Em um texto publicado no ano passado, o professor de Harvard Martin King Whyte ressalva que a expansão econômica chinesa das últimas décadas, muito provavelmente, já teria o impacto de reduzir de forma importante as taxas de filhos por mulher.

“As relativamente baixas taxas de fertilidade, hoje, na China se devem menos à implementação forçada da política de filho único, e mais aos incentivos normais produzidos pelo aumento de renda e de nível educacional”, diz ele no texto.

Talvez seja desnecessário lembrar que a política do filho único é vista, por muitos, como uma aberração, causa de desequilíbrio entre o número de homens e mulheres, e desrespeito de direitos humanos por práticas associadas a ela –como abortos e esterilizações forçados, assassinato ou abandono de meninas recém-nascidas, etc.

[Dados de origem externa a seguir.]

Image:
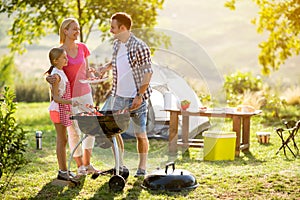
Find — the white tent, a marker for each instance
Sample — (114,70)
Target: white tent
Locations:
(165,80)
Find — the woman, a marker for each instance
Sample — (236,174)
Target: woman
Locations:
(76,70)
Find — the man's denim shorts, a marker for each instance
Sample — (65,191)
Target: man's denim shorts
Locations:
(139,118)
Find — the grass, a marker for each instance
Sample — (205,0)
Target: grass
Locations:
(259,174)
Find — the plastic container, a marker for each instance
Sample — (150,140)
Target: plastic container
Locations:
(219,145)
(263,137)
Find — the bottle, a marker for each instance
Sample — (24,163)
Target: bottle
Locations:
(38,137)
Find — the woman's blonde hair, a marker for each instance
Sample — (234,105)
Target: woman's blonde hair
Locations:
(65,25)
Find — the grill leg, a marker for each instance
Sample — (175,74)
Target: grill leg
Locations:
(73,151)
(118,155)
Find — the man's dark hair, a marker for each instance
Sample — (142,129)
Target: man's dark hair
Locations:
(122,19)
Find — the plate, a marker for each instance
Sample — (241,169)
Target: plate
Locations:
(95,80)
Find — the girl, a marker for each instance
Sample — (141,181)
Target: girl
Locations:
(60,107)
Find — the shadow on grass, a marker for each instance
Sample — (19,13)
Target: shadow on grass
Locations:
(247,158)
(54,191)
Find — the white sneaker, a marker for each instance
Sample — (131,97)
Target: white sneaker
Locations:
(90,169)
(81,171)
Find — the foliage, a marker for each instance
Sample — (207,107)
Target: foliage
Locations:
(32,90)
(237,84)
(292,95)
(7,71)
(35,19)
(12,139)
(281,19)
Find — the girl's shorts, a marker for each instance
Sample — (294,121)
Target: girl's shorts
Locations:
(54,116)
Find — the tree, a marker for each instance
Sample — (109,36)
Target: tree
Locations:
(12,139)
(281,20)
(33,19)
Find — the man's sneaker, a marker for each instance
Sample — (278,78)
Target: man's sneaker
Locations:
(63,175)
(90,169)
(81,171)
(72,174)
(140,172)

Esse mês, foi noticiado que a flexibilização da política do filho único, feita pelo governo chinês em 2013, atraiu pouco interesse dos jovens casais chineses. Segundo a nova regra, podem ter o segundo filho casais em que a mulher ou o homem (e não mais ambos) é filho único.

Na avaliação do professor de Harvard, de qualquer forma, essa flexibilização teria pouco impacto demográfico, pois seriam poucos os casais elegíveis (já que, muitas vezes, tanto a mulher como o marido não têm irmãos) e não há mudanças para quem vive no campo. Assim, o grande avanço anunciado, continua, é político e simbólico.

Esse assunto tem inúmeras ramificações, sociais, econômicas, de comportamento. Não mencionei, por exemplo, a dor e o desamparo dos pais que perderam o filho único, ou a gigantesca pressão exercida pela família sobre o único filho (e único neto). Prometo voltar ao assunto.